There is a great deal of controversy over this bridge. Some locals are horrified over the concept of graffiti in general and even more so in having it grace a railroad bridge in their city.
Periodically they create an uproar over the graffiti and then go out as a group to cover all the graffiti under a fresh coat of white paint.
No sooner is the bridge painted and the local and visiting "artists" repaint it with colorful graffiti. Then another group comes along and paints out all the graffiti with a coat of purple paint, or green paint, or as seen in today's photos, striped pink and yellow paint. Then the graffiti is started all over again.
I love the changing nature of the graffiti on this bridge. Sometimes there are small murals, other times profound statements, other times someone is declaring their love for someone else.
People come from far and wide, me included, to see and photograph Pensacola's Graffiti Bridge.
A search on the Internet will turn up link after link with photos taken through the years. The oldest photo I found online is one taken in 1935. You can see that photo in the link below.
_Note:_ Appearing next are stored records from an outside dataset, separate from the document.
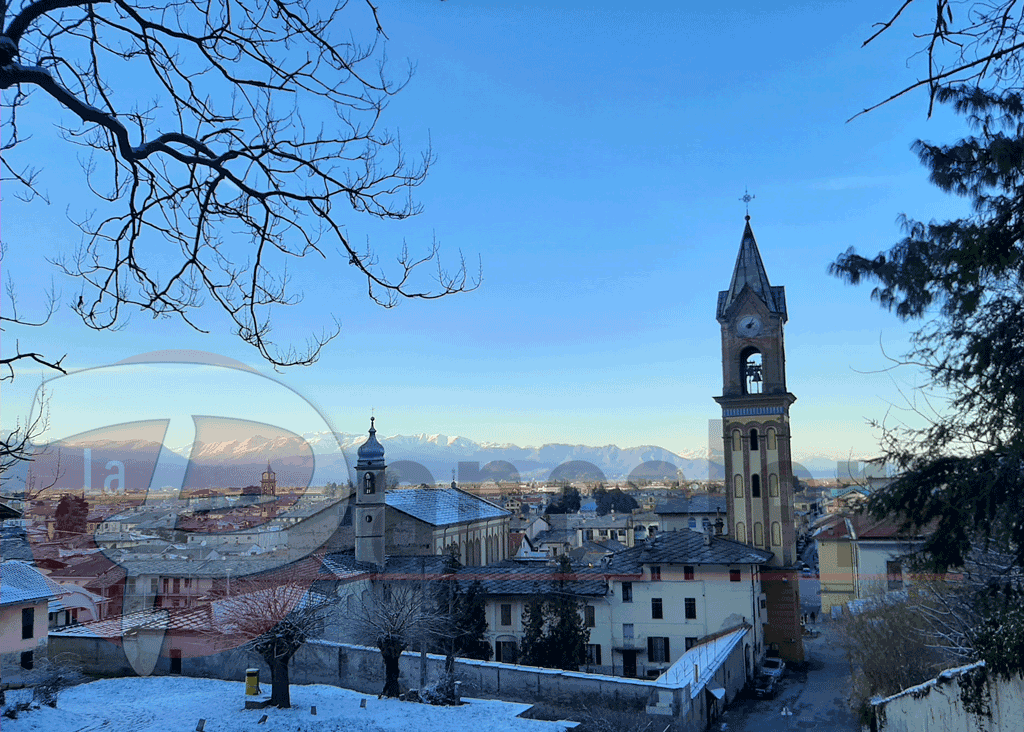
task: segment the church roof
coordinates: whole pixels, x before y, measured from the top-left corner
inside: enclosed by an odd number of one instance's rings
[[[768,282],[768,273],[761,261],[761,252],[757,248],[754,231],[750,228],[750,217],[743,228],[743,239],[740,251],[736,255],[736,265],[732,270],[732,281],[729,289],[718,293],[718,317],[725,317],[729,306],[740,296],[744,287],[749,287],[770,312],[779,313],[786,318],[786,291],[783,287],[772,287]]]
[[[388,491],[385,501],[389,508],[431,526],[448,526],[511,515],[490,501],[458,488],[400,488]]]

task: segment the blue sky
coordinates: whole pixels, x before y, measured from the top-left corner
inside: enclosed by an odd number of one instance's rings
[[[76,320],[77,286],[45,257],[77,245],[68,216],[90,202],[73,157],[41,132],[33,154],[51,203],[3,197],[4,277],[23,309],[52,277],[64,308],[44,329],[5,333],[4,351],[20,338],[23,349],[67,352],[72,369],[210,351],[273,375],[345,432],[363,430],[372,407],[385,434],[692,451],[717,416],[715,298],[749,187],[769,278],[789,303],[794,453],[870,455],[866,420],[919,377],[876,373],[889,365],[883,349],[905,350],[907,330],[868,287],[826,268],[850,246],[889,247],[901,212],[965,210],[910,152],[917,138],[966,134],[944,110],[928,119],[923,93],[846,121],[920,73],[907,61],[913,16],[860,48],[896,4],[381,2],[396,73],[406,58],[416,64],[388,125],[410,151],[429,142],[437,162],[416,192],[422,215],[353,215],[348,233],[369,238],[382,263],[403,241],[415,252],[436,237],[449,268],[460,251],[473,268],[479,258],[483,284],[384,310],[338,259],[296,265],[305,299],[278,312],[275,336],[301,345],[332,315],[342,333],[319,363],[280,375],[212,311],[200,318],[210,335],[145,317],[96,333]],[[51,110],[37,109],[43,129]],[[28,411],[39,378],[24,370],[5,384],[5,427]]]

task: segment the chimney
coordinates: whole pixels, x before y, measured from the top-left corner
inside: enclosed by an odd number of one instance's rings
[[[711,546],[711,525],[704,526],[704,546]]]

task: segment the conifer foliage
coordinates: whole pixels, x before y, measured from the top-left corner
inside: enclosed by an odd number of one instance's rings
[[[84,534],[89,502],[81,496],[64,495],[57,503],[55,527],[60,534]]]
[[[558,575],[547,597],[531,601],[523,613],[523,663],[578,671],[586,661],[590,628],[583,622],[585,601],[573,594],[575,580],[568,557],[561,557]]]
[[[929,377],[911,405],[924,426],[877,425],[881,459],[898,477],[871,496],[869,510],[929,526],[922,557],[931,571],[963,567],[978,551],[1012,558],[977,597],[995,634],[977,650],[1000,668],[1024,668],[1024,656],[1009,666],[992,656],[1019,647],[1000,633],[1019,627],[1024,613],[1024,101],[977,87],[935,97],[974,134],[914,149],[932,182],[970,199],[972,213],[927,224],[904,218],[895,246],[873,258],[850,249],[831,272],[876,283],[872,297],[883,307],[921,322],[905,361]]]

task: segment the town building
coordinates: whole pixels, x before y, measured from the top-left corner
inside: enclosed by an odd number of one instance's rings
[[[724,495],[698,493],[689,498],[673,498],[658,504],[654,512],[658,515],[662,531],[704,531],[705,527],[711,527],[715,536],[729,533],[726,520],[728,506]]]
[[[867,514],[829,516],[813,536],[823,613],[854,600],[901,592],[912,582],[904,557],[925,539],[922,531],[901,531],[899,522]]]
[[[764,656],[766,619],[761,572],[771,552],[710,533],[680,529],[612,553],[593,567],[574,566],[568,591],[585,603],[590,628],[582,671],[656,678],[687,650],[724,629],[750,627],[747,677]],[[514,662],[525,634],[526,605],[556,591],[559,568],[517,561],[460,570],[480,581],[488,642],[495,660]]]
[[[62,592],[24,562],[0,564],[0,676],[5,681],[46,658],[48,606]]]

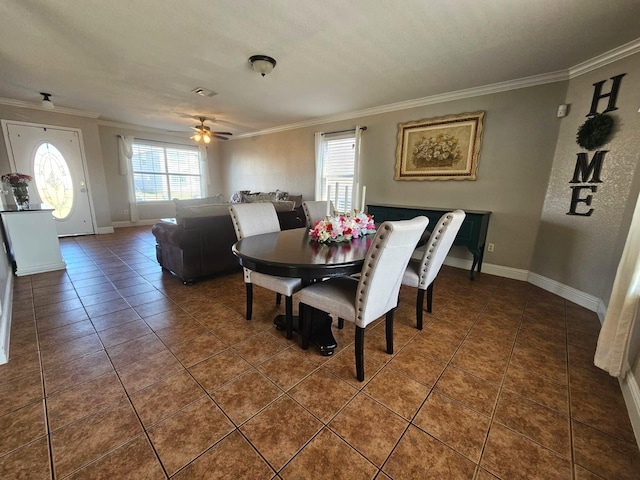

The Graffiti Bridge - 1935 Photo
Other Internet images of the Graffiti Bridge:
Images for Pensacola Graffiti Bridge
For anyone wanting to see the Graffiti Bridge, it's located on 17th Avenue, along Bayou Texar, near Bayfront Parkway in SE Pensacola. You can pinpoint the location with Google Map.
When I first moved to Florida over thirty years ago, I fell in love with the Graffiti Bridge. I've taken quite a number of photos of it through the years. The photos in this post are all ones I took today.
Through the years I've taken photographs of graffiti in major cities across the country. I think my favorite cities for graffiti are Los Angeles, San Francisco and New Orleans. Yes, I'm one of those people who even admires graffiti on railroad boxcars.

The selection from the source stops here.